Puisque la vie est rouge sort en mars 2020, quelques jours avec le Grand Confinement… Il est dédié à Marie-Véronique, au miracle de l’amour réinventé.
Toute mon oeuvre littéraire est centrée sur l’idée que la société dans laquelle nous vivons oeuvre à nous déposséder de nos vies intérieures. Le vide sidéral dans lequel vivent la plupart de nos contemporains est entretenu par le spectacle, la publicité, la techno-science, le discours politique, les médias : bêtise et ensauvagement en sont les conséquences. L’art et la littérature sont à 95 % devenus des simulacres : ceux qu’on appelle écrivain ou artiste dans la sphère publique ne sont, pour la plupart, que des tenants-lieu d’artistes et d’écrivains : ils ne créent pas, au sens propre, ils tendent à la société présente ce qu’elle désire, dans un jeu de miroir qui la maintient dans sa servitude volontaire.

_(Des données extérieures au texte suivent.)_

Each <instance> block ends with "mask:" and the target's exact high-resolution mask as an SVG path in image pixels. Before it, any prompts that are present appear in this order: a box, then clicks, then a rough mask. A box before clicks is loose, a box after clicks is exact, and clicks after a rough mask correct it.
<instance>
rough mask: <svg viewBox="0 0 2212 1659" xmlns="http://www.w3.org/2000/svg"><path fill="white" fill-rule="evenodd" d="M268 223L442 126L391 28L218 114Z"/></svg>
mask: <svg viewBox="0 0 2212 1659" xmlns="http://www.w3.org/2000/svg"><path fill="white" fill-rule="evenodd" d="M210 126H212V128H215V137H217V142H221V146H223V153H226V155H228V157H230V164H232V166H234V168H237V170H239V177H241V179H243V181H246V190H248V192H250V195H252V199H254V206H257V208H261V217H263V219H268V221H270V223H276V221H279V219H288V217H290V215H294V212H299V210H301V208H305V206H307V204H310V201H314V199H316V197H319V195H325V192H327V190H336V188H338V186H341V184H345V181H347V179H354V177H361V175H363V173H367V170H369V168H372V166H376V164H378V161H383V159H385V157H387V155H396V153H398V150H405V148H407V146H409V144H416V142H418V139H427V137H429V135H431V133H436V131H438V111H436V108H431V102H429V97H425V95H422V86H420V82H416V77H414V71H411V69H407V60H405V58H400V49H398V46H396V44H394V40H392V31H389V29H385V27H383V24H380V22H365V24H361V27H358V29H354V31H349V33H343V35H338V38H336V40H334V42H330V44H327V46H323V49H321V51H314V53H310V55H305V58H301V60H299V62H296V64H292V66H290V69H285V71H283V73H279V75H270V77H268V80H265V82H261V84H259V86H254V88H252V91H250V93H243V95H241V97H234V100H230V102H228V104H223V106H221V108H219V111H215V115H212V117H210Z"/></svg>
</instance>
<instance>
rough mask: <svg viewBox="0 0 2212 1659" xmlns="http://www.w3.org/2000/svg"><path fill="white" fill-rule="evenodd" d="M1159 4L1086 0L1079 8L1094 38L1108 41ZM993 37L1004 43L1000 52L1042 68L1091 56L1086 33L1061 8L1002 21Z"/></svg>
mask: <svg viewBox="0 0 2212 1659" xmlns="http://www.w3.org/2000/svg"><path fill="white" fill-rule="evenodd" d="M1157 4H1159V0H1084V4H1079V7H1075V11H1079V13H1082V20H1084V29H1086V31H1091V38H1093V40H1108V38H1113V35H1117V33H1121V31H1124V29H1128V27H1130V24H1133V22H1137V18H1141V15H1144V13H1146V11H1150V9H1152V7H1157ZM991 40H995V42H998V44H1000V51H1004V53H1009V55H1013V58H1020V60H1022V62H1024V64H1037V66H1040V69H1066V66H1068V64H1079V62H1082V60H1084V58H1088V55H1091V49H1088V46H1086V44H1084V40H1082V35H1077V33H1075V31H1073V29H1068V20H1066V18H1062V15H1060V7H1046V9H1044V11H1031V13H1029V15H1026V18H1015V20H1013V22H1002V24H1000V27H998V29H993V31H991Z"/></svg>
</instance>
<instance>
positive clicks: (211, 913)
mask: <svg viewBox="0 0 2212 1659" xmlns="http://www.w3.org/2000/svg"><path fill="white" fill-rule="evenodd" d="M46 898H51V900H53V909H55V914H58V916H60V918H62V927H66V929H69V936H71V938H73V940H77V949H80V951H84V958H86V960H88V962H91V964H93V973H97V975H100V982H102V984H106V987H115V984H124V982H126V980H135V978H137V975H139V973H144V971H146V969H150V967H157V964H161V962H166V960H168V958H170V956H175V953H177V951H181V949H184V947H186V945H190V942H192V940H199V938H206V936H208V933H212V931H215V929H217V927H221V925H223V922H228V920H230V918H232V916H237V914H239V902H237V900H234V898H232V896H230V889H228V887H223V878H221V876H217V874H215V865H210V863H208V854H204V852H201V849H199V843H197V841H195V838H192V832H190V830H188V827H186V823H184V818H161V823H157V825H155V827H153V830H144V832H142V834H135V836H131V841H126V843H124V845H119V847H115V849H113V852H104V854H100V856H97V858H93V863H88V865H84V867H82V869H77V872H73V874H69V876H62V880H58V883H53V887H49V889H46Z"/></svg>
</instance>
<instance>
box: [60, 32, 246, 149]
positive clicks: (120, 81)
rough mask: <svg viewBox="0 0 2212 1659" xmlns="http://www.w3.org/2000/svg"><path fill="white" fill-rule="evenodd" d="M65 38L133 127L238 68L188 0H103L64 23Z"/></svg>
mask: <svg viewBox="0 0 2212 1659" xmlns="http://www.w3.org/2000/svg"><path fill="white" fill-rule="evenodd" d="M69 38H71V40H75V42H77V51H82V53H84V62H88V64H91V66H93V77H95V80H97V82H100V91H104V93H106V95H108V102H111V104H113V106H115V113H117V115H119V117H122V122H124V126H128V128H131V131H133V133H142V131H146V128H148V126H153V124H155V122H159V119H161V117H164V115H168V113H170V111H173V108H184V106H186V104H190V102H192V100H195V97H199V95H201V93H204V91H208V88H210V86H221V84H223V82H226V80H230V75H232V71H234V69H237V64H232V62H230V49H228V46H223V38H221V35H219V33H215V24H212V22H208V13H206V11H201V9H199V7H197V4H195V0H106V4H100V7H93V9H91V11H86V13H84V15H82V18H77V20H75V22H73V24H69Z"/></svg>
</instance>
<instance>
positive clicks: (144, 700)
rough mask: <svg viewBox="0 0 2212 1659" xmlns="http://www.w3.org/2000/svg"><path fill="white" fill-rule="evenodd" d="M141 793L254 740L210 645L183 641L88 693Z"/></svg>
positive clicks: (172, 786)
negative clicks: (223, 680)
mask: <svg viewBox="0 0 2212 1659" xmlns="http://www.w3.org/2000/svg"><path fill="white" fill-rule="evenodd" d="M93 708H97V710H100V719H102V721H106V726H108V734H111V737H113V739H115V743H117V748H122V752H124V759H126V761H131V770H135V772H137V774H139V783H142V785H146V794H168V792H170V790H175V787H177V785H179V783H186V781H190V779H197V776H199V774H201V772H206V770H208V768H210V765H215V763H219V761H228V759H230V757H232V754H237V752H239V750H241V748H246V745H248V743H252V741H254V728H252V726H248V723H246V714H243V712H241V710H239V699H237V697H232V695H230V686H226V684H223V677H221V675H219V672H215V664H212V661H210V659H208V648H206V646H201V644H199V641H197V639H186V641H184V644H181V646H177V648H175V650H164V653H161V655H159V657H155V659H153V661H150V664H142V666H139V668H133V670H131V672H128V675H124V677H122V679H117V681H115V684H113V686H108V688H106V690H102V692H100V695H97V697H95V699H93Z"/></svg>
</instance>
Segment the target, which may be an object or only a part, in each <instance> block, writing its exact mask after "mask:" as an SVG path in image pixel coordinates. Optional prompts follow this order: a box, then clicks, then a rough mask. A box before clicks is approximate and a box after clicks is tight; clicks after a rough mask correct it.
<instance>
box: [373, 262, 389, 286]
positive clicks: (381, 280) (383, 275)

La poésie, l’expérience intérieure, l’art de longue patience et de haute exigence sont nos seules planches de salut face à une technostructure qui vise à asservir l’homme entièrement à sa mécanique. C’est l’homme, l’homme intérieur, l’homme en capacité de maîtriser ses affects, ses pulsions destructrices qu’il s’agit de sauver : en le sauvant, nous sauverons ce qu’on appelle dans les médias la planète. L’homme recentré cesse de facto d’être consommateur, il ne thésaurise plus les richesses jusqu’à l’absurde puisqu’il réapprend la pauvreté intérieure, la juste mesure, la sobriété.